9 January 2015

In a new ruling on the UK’s Detained Fast Track system, the UK Court of Appeal has found that the Secretary of State’s policy of detaining asylum seekers who are not at risk of absconding whilst their appeals are pending is unlawful. In addition, the Court found that if it had been necessary to decide on the general legality of detention during appeal under this system, it would have ruled that the current policy of detaining asylum seekers during their appeals cannot be said to be justified.

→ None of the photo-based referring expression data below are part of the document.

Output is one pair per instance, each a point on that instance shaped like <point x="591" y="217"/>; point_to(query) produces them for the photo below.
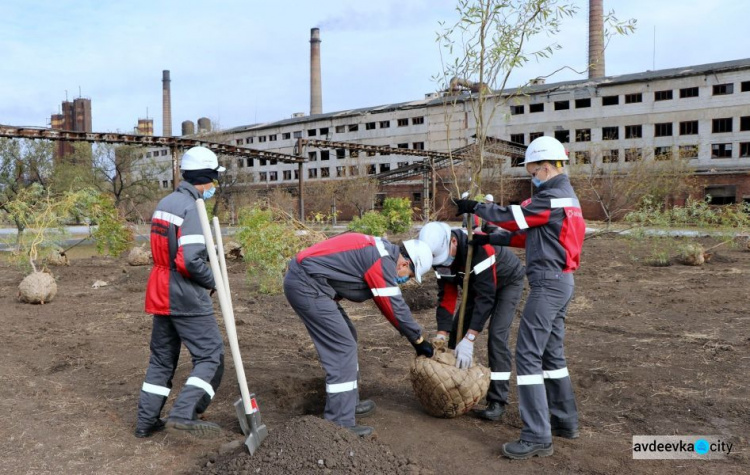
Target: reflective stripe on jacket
<point x="180" y="276"/>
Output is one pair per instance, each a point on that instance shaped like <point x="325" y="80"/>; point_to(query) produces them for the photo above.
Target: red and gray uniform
<point x="495" y="288"/>
<point x="550" y="226"/>
<point x="177" y="296"/>
<point x="355" y="267"/>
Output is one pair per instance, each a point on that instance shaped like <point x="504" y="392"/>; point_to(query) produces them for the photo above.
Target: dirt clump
<point x="310" y="444"/>
<point x="37" y="287"/>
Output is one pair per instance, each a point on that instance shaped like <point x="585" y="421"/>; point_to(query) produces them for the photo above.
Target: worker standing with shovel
<point x="178" y="297"/>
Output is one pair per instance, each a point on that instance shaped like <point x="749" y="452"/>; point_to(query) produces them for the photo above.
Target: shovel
<point x="247" y="407"/>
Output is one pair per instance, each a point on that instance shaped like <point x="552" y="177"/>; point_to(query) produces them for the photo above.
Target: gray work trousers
<point x="202" y="338"/>
<point x="498" y="351"/>
<point x="545" y="393"/>
<point x="335" y="339"/>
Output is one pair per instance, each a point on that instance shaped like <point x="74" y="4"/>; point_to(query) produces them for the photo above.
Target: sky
<point x="241" y="62"/>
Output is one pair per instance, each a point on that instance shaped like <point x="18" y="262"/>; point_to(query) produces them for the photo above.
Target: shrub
<point x="372" y="223"/>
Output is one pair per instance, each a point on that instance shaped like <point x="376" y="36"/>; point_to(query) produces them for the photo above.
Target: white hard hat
<point x="438" y="236"/>
<point x="200" y="158"/>
<point x="545" y="149"/>
<point x="420" y="256"/>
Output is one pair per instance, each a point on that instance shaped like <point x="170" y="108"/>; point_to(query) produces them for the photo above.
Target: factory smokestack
<point x="316" y="92"/>
<point x="166" y="104"/>
<point x="596" y="39"/>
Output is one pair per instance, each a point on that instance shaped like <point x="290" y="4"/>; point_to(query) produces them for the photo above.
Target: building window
<point x="583" y="157"/>
<point x="688" y="92"/>
<point x="721" y="150"/>
<point x="633" y="154"/>
<point x="633" y="98"/>
<point x="535" y="135"/>
<point x="719" y="126"/>
<point x="722" y="89"/>
<point x="610" y="156"/>
<point x="688" y="151"/>
<point x="610" y="133"/>
<point x="663" y="129"/>
<point x="663" y="153"/>
<point x="583" y="135"/>
<point x="689" y="127"/>
<point x="665" y="95"/>
<point x="562" y="135"/>
<point x="633" y="132"/>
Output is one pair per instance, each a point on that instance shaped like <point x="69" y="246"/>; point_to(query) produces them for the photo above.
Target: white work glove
<point x="464" y="352"/>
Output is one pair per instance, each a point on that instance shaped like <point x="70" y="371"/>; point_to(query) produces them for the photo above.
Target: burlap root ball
<point x="37" y="287"/>
<point x="139" y="256"/>
<point x="444" y="390"/>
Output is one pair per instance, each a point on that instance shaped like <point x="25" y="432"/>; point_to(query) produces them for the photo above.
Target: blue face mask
<point x="209" y="193"/>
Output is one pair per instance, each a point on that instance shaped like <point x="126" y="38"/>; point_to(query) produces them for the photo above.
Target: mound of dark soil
<point x="309" y="444"/>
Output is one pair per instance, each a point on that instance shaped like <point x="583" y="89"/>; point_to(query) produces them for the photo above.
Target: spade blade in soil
<point x="251" y="425"/>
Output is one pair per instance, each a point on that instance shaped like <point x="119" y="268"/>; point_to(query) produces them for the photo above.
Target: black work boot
<point x="521" y="450"/>
<point x="143" y="432"/>
<point x="197" y="428"/>
<point x="364" y="408"/>
<point x="493" y="412"/>
<point x="361" y="431"/>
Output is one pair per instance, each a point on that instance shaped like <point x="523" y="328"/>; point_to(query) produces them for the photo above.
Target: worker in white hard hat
<point x="178" y="297"/>
<point x="495" y="288"/>
<point x="550" y="226"/>
<point x="355" y="267"/>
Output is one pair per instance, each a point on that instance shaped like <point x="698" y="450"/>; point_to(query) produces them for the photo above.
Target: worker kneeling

In response to arguments brought before the court by the NGO Detention Action relating to the nature and legality of the policy, the Court found that whilst there is a current policy to detain pending an appeal and where a decision can be made quickly, the way this is presented in the Detained Fast Track Guidance is not clear and lacks transparency. In light of the Court’s finding as to the lack of clarity in the guidelines, the Court subsequently held that it was not necessary to further explore whether the policy is justified with regards to UK domestic law. Nevertheless, in the Court’s opinion, detaining an applicant pending their appeal where a quick decision can be made is not justified and unlawful under the circumstances. The Court submits that detention in the appeal stage would only be lawful if all reasonable alternatives to detention are considered before detention is authorised and that there are strong grounds for believing that a person will not comply with the conditions of release.

In July last year, the UK’s Detained Fast Track system was ruled unlawful because asylum seekers detained under this procedure are not provided with legal assistance quickly enough, leaving insufficient time, often less than 24 hours, to prepare for the substantive asylum interview.